OpenSocial = OS of the web?
Plenty of commentary abound on the OpenSocial (OS) initiative, here are my two bits on it.
What it will do:
- Cost of application development and deployment will be southbound once most applications start developing their OS version. Since it can also be deployed as a Google Gadget, OS applications will have multiple delivery methods, including ones that cost hardly anything to deploy and distribute.
- It changes the rules of the game for applications. Now you can associate a single person with many identities across different networks. This is a core tenet of Brad Fitzpatrick’s Social Graph concept. OS becomes the force multiplier for applications and user data associated with it. This would be the first time that locally contained data and their containers will get to interact with each other over a defined specification at such a vast scale on the internet.
- The end result is that application makers are now going to be a new breed of business that won’t even need an online presence outside of the application containers (the networks) to make a living. OS will send already insane valuations of application development firms into the hyper-crazy region. Try imagining what this could do to a company like Flock.
- It will force Facebook’s hand to accept a specification that it did not create and join in the group hug. In the long run, the cost savings that an OS application will have over a Facebook-only application would be considerable, leaving most application developers with no choice other than to develop OS versions of their apps. With Myspace already on board, OS already has a vast number of users on it.

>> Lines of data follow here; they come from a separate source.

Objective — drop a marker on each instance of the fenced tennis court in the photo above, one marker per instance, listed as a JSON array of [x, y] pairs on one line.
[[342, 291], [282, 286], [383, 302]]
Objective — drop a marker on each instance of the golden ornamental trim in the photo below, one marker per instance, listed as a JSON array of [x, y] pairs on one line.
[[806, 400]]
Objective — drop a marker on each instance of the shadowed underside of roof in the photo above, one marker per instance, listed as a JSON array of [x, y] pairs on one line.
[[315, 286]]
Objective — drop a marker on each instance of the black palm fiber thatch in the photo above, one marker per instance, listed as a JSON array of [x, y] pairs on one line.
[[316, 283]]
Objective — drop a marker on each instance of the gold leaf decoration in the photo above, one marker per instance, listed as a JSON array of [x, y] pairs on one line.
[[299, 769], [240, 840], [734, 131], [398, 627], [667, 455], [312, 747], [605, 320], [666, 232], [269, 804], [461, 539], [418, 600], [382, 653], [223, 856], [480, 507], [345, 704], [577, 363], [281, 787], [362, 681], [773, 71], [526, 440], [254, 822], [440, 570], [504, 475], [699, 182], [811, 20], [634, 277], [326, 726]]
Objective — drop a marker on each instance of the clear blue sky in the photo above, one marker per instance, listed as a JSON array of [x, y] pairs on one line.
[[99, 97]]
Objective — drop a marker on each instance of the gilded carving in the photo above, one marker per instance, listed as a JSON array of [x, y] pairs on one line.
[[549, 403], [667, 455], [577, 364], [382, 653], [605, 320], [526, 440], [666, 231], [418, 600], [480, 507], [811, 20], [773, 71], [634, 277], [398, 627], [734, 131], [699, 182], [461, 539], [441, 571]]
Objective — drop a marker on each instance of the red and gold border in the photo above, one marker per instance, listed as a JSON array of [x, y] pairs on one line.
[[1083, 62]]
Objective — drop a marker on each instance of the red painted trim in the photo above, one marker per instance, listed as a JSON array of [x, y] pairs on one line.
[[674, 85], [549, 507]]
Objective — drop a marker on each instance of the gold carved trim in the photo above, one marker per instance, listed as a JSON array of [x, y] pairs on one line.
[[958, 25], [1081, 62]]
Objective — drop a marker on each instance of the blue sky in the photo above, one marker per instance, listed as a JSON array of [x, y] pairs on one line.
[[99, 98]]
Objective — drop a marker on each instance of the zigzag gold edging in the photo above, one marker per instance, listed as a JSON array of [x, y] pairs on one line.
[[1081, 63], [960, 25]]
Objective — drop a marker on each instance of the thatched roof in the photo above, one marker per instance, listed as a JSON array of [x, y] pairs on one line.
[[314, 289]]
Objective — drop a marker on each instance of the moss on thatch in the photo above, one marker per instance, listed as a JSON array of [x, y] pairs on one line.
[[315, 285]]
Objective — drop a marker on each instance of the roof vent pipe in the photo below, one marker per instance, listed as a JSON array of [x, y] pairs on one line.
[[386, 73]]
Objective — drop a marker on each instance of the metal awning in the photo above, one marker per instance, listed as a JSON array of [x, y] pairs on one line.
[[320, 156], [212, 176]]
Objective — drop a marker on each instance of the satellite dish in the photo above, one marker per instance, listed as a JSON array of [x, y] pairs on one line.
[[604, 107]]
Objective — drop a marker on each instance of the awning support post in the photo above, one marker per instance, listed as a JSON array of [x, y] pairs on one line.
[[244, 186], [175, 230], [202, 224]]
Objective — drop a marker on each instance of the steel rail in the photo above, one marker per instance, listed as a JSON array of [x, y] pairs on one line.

- No, this is not the end of the world for Facebook. Not even close to it. What it does is to (eventually?) force Facebook cede a bit of control on how its closed ecosystem lets others interact with it. And this move is not aimed just at Facebook, though Facebook’s success has surely played a major role in how OS came to be.
- It will force Facebook to clean up its act and improve weak links in its framework (example: groups) since it would now be possible to mix and match various features from disparate containers.
- The longer term impact of OS will only be clear with the passage of time. It is halfway between an act of desperation and an audacious move by Google and its friends, though I’d be surprised if even they are sure about how this will pan out half a decade from now.
- Does it not look funny that shortened version of Opensocial is “OS”? Is there a longer term plan with regard to this to make it the OS of the web?